Ouça este conteúdo
Embora sempre em confronto com uma herança cultural patrimonialista e burocratizante profundamente arraigada, o Brasil, desde o período anterior à sua independência, tem sido berço de ilustres defensores do liberalismo. No século XIX, eles se fundamentaram nas principais referências bibliográficas e conceituais da tradição liberal nos Estados Unidos e na Europa para construir o sistema representativo no país.
No entanto, em uma reversão dessa tendência, ao longo do século XX, muitos desdobramentos teóricos e vertentes do liberalismo permaneceram acessíveis apenas a um círculo muito limitado de pensadores brasileiros. A Escola Austríaca de Economia, por exemplo, hoje tão mencionada por um número crescente de jovens engajados, era referenciada por personalidades como o economista Eugênio Gudin e o empresário Adolpho Linderberg, mas não encontrava aderência em setores mais amplos da população, mesmo no meio intelectual.
O Instituto Liberal já nasceu instado ao esforço praticamente inglório de sustentar que a abertura política brasileira deveria se fazer acompanhar de uma abertura econômica.
Esse contato com a tradição liberal exterior foi retomado principalmente graças à iniciativa pioneira do empresário Donald Stewart Jr., que, há exatos 40 anos, em 16 de janeiro de 1983, trouxe à luz a primeira instituição fundada no Brasil exclusivamente para disseminar o ideário do liberalismo: o Instituto Liberal. Inspirado no gesto do britânico Antony Fisher, que fundou o Institute of Economic Affairs, Stewart liderou o processo de inserção dos brasileiros no universo dos inúmeros institutos internacionais dedicados a difundir princípios como o Estado de Direito, a propriedade privada, a responsabilidade individual e a economia de mercado.
A iniciativa de Stewart estimularia, ao longo destas últimas quatro décadas, o surgimento de diversas outras instituições com objetivos similares, embora cada uma delas seguindo sua vocação específica. A popularização desse novo e vicejante movimento liberal, que ganhou expressão nos anos derradeiros do primeiro ciclo de poder lulopetista – com direito a expressões como “Menos Marx, mais Mises” aparecerem em cartazes e faixas de manifestações de rua –, não teria sido possível sem o trabalho duradouro da instituição criada nos anos 80 no Rio de Janeiro.

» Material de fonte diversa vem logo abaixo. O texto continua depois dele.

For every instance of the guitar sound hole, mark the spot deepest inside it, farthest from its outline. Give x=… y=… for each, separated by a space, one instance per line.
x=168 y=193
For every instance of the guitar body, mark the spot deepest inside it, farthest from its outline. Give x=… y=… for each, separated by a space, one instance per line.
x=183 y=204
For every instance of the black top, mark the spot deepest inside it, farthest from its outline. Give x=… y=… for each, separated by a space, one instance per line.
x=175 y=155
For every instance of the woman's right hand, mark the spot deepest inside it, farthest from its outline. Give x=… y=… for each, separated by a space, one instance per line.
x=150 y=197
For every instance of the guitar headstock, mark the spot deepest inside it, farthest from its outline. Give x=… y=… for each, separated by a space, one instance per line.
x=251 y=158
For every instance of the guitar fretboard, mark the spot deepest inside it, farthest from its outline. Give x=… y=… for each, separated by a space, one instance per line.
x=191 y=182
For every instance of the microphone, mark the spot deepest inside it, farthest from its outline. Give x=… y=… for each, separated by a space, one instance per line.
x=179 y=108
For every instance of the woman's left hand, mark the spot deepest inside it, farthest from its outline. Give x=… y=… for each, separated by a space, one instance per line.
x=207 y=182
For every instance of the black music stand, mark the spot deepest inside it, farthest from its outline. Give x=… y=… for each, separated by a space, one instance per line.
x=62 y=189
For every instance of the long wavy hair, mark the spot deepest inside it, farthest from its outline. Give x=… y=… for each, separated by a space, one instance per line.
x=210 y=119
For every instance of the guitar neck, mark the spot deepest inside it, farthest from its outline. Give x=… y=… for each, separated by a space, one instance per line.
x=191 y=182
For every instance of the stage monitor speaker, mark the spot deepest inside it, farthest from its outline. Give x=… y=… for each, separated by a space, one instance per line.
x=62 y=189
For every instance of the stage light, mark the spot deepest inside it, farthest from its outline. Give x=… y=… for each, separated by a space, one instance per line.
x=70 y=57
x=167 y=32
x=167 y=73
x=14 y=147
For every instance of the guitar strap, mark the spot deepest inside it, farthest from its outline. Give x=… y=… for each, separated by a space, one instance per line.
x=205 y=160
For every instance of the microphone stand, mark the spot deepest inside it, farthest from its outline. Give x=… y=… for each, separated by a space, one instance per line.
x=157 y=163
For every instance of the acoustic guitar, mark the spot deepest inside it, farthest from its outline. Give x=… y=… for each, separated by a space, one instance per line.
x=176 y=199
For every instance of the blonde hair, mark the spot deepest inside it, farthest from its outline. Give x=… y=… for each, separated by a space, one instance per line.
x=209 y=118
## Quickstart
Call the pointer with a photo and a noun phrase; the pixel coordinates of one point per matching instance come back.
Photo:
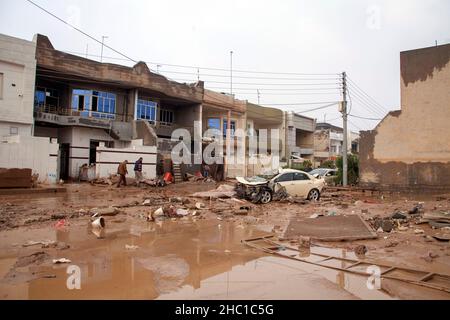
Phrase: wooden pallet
(417, 277)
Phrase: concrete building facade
(88, 105)
(18, 147)
(329, 141)
(299, 136)
(17, 74)
(410, 148)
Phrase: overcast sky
(363, 38)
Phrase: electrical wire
(79, 30)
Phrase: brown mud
(201, 256)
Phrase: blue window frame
(214, 123)
(146, 110)
(232, 127)
(91, 103)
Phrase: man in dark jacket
(122, 171)
(138, 171)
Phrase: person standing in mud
(122, 171)
(138, 171)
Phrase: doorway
(64, 161)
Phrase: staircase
(177, 173)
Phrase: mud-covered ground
(200, 255)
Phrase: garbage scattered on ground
(110, 211)
(61, 260)
(223, 191)
(60, 224)
(99, 223)
(360, 250)
(200, 205)
(30, 243)
(182, 212)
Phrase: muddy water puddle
(167, 260)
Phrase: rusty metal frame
(276, 248)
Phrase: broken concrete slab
(331, 228)
(223, 191)
(110, 211)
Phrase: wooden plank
(427, 277)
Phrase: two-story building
(329, 140)
(91, 106)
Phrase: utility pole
(231, 72)
(103, 41)
(344, 118)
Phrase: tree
(352, 169)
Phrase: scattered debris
(444, 237)
(398, 215)
(430, 256)
(34, 258)
(304, 242)
(110, 211)
(61, 260)
(182, 212)
(99, 223)
(60, 224)
(351, 227)
(200, 205)
(30, 243)
(360, 250)
(223, 191)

Vivenciando a transição entre o regime militar e a Nova República, o Instituto Liberal já nasceu instado ao esforço praticamente inglório de sustentar que a abertura política brasileira deveria se fazer acompanhar de uma abertura econômica. Em sua primeira década, o instituto foi responsável pelas traduções de obras inéditas no país, de autores como os próprios economistas austríacos, seus colegas da Escola de Chicago e da Teoria da Escolha Pública, entre outras correntes que enriqueceram o debate no Brasil e no mundo. Também editou autores nacionais e serviu como ponto de convergência institucional para liberais brasileiros de diferentes correntes, como Meira Penna, José Guilherme Merquior e Roberto Campos.
Já adentrando os anos 90, o instituto se dedicou a organizar publicações que analisavam projetos de lei e grandes questões nacionais, como a série Políticas Alternativas e a histórica revista Notas, além de apoiar palestras de grandes nomes ao redor do país e servir de anfitrião, em 1993, à reunião anual da Sociedade Mont Pèlerin, uma entidade que reúne pensadores liberais de todo o mundo. Tais ações prestaram uma histórica contribuição para que pautas de interesse do liberalismo, como as políticas de privatizações, avançassem no Brasil, mesmo sendo semeadas em um terreno de prevalência social-democrata.
Nas duas primeiras décadas do século XXI, a organização se dedicou a divulgar as teses liberais no ambiente virtual, promovendo amplo debate entre as diferentes escolas do liberalismo. Prossegue com perseverança em sua missão de realizar publicações, conferências, seminários e cursos que ajudem a oferecer à sociedade brasileira uma alternativa no mercado de ideias capaz de conduzir o Brasil ao caminho da prosperidade.
Olhando para trás, devemos nos inspirar na intrepidez dos fundadores do Instituto Liberal para conduzir seu legado adiante, enfrentando um cenário que não é menos desafiador do que aquele com que eles se defrontaram. Nossos votos são de que venham mais 40 anos e, ao término deles, nossos sucessores possam dizer que avançamos na promoção de nossa agenda, que, como diria o liberal espanhol Ortega y Gasset, é a “suprema generosidade” e a melhor novidade dos últimos séculos.
Lucas Berlanza é presidente da Diretoria Executiva do Instituto Liberal.